# Water Softener as Ice Melt. Opinions Needed QUICKLY!!!!



## Aura Lawns (Jan 10, 2014)

I need ice melt and I have to use Water Softener, the question is should I use the Coarse or pellets? Which is more efficient, I will be using in a push spreader.

I need the advice quickly!!!!

Thanks in advance

ussmileyflag


----------



## Antlerart06 (Feb 28, 2011)

Solar salt isn't Icemelt but will melt ice. Here that's is only thing is left everybody is out stock of everything else for walks. It works but works slower then icemelt but faster then rock salt


----------



## myzx6 (Nov 17, 2013)

I used pellets the other day on a cpl resi and they worked ok, the pellets don't seem to dissolve all that well so I ended up busting them up as best as I could wich did make them more effective. After I was done I found an autoparts store that had half a pallet of ice melt left when I was getting parts for my truck. That was the only place I and apparently everyone else never thought to look for ice melt lol


----------



## blowerman (Dec 24, 2007)

I've used a few pallets of solar salt before with decent results. It's a product that's always available, our supplier charges the same price for 80lb bags of solar or rock salt, and if it doesn't get used up in spring I can use it at a few properties I own that have water softener units.
Think of it as a supplement that's easy to come by.


----------



## indplstim (Dec 4, 2008)

Here in Indianapolis most distributors are out of ice melt and rock salt altogether, some of the big box hardware stores have limited supply of salt/ice melt and solar salt available. walmart usually has solar salt as well at a reasonable price, 4.60 for 40# bags. never tried the big pellets, my tgs wouldnt agree with that. solar salt is basically the same thing as rock salt, just produced a different way, its all calcium cloride


----------



## indplstim (Dec 4, 2008)

if I was using a push spreader I would prefer solar salt over rock salt because it flows easier


----------



## OSCLandscaping (Nov 18, 2007)

indplstim;1775211 said:


> solar salt is basically the same thing as rock salt, just produced a different way, its all calcium cloride


No it is not all calcium chloride, it is all sodium chloride, big difference.


----------



## indplstim (Dec 4, 2008)

yea.thats what I meant. ...its been a long winter


----------



## indplstim (Dec 4, 2008)

wish I could find some c.c.


----------



## derekbroerse (Mar 6, 2004)

Salt is salt, it will work. Water softener salt is just a cleaner grade of salt and more comsistantly sized (as opposed to our bulk salt which has stones, fines and coarse salt in it...

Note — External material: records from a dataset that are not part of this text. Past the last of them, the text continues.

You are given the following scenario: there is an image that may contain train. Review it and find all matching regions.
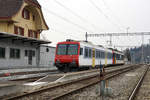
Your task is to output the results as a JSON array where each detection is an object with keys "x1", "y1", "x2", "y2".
[{"x1": 54, "y1": 39, "x2": 124, "y2": 72}]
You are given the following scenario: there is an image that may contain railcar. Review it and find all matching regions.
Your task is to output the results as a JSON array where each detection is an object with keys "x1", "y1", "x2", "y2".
[{"x1": 54, "y1": 40, "x2": 124, "y2": 72}]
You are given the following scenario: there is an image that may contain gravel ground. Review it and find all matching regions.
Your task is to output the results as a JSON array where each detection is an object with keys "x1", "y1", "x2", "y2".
[{"x1": 59, "y1": 67, "x2": 145, "y2": 100}]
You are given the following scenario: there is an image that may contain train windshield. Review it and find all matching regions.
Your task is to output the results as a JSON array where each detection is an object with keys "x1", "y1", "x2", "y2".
[{"x1": 57, "y1": 44, "x2": 78, "y2": 55}]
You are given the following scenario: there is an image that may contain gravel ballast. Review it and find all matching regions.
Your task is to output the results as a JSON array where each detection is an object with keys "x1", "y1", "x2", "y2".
[{"x1": 59, "y1": 66, "x2": 146, "y2": 100}]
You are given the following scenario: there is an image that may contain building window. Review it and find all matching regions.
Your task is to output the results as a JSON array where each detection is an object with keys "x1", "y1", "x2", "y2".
[
  {"x1": 10, "y1": 48, "x2": 20, "y2": 59},
  {"x1": 14, "y1": 26, "x2": 24, "y2": 36},
  {"x1": 22, "y1": 9, "x2": 30, "y2": 20},
  {"x1": 0, "y1": 47, "x2": 5, "y2": 58},
  {"x1": 28, "y1": 30, "x2": 38, "y2": 38},
  {"x1": 24, "y1": 50, "x2": 35, "y2": 57},
  {"x1": 46, "y1": 48, "x2": 49, "y2": 52},
  {"x1": 32, "y1": 50, "x2": 35, "y2": 57}
]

The last time we had a shortage in our area I was only salting one property, so I was still using bags. All I could get was the compressed salt pellets for softeners, but my ProFlo2 spread em like a champ! They were slooooooow to work at first but once traffic got to running over them they broke up and worked a whole lot better, did the trick for me!


----------



## Aura Lawns (Jan 10, 2014)

http://www.homedepot.com/p/Diamond-Crystal-Solar-Salt-40-lb-Extra-Coarse-Water-Softening-Salt-100012454/10017266972669

Is this what I should I buy? I NEED TO GO BUY SOON PLEASE HELP QUICKLY!!!!!

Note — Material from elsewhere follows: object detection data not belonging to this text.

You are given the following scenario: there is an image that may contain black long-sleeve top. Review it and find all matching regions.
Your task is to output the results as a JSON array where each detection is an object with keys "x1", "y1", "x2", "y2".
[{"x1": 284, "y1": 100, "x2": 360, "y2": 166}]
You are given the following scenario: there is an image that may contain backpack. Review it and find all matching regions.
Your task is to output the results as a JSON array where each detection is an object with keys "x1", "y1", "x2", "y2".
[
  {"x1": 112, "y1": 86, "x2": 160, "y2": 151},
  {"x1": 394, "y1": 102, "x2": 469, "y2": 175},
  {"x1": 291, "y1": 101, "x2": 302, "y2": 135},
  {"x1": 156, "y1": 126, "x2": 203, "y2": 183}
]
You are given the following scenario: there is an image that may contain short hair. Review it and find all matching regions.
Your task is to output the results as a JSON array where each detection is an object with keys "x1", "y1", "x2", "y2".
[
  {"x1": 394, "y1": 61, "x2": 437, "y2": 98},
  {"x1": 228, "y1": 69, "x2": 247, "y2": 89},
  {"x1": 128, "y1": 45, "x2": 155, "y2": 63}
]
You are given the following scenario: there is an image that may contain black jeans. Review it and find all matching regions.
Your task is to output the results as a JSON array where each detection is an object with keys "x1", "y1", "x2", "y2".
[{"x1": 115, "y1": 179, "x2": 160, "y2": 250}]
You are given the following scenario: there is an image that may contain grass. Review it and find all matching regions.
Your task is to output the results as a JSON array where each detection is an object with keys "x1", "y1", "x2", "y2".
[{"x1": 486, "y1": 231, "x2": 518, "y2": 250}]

Thank you SO SO SO much!!!


----------



## CowboysLC_DE (Aug 17, 2013)

The bigger chunks most likely won't spread with a walk behind spreader and you will most likely have issues with a tailgate spreader as well. I would definitely try to get the smaller pieces so they will spread easily. If not you might be putting a guy in the back and having him throw salt by hand.

Michael


----------



## nighthawk117 (Nov 29, 2008)

Aura Lawns;1775346 said:


> http://www.homedepot.com/p/Diamond-Crystal-Solar-Salt-40-lb-Extra-Coarse-Water-Softening-Salt-100012454/10017266972669
> 
> Is this what I should I buy? I NEED TO GO BUY SOON PLEASE HELP QUICKLY!!!!!
> 
> Thank you SO SO SO much!!!


That will work fine !! You can feel the size through the bag and there usually is a ripped bag on the bottom


----------



## nighthawk117 (Nov 29, 2008)

CowboysLC_DE;1775439 said:


> The bigger chunks most likely won't spread with a walk behind spreader and you will most likely have issues with a tailgate spreader as well. I would definitely try to get the smaller pieces so they will spread easily. If not you might be putting a guy in the back and having him throw salt by hand.
> 
> Michael


Really ? Have you tried it ? I have, and it flows much nicer than bulk straight salt , treated salt. There are no fines in the bags and the size is very consistent , plus it's completely devoid of moisture due to the sealed bags.


----------



## Antlerart06 (Feb 28, 2011)

Aura Lawns;1775346 said:


> http://www.homedepot.com/p/Diamond-Crystal-Solar-Salt-40-lb-Extra-Coarse-Water-Softening-Salt-100012454/10017266972669
> 
> Is this what I should I buy? I NEED TO GO BUY SOON PLEASE HELP QUICKLY!!!!!
> 
> Thank you SO SO SO much!!!


Yes that's what you want


----------



## Antlerart06 (Feb 28, 2011)

CowboysLC_DE;1775439 said:


> The bigger chunks most likely won't spread with a walk behind spreader and you will most likely have issues with a tailgate spreader as well. I would definitely try to get the smaller pieces so they will spread easily. If not you might be putting a guy in the back and having him throw salt by hand.
> 
> Michael


You are thinking about pellets not solar salt
Solar salt is the size of icemelt and spreads better then rock salt in a push spreader or a tail gate spreader that has a auger


----------



## kthunter33 (Mar 1, 2010)

I've recently used the same stuff and it worked good. I was between solar salt and Urea but for the price I thought I'd give it a try and it worked fine. I had no problem with it spreading out of my walk behind spreader. I wish they would put rock salt in those bags. They seem to keep the moisture out better than any other bags.


----------



## OSCLandscaping (Nov 18, 2007)

indplstim;1775255 said:


> yea.thats what I meant. ...its been a long winter


Yes it has



indplstim;1775257 said:


> wish I could find some c.c.


So do I


----------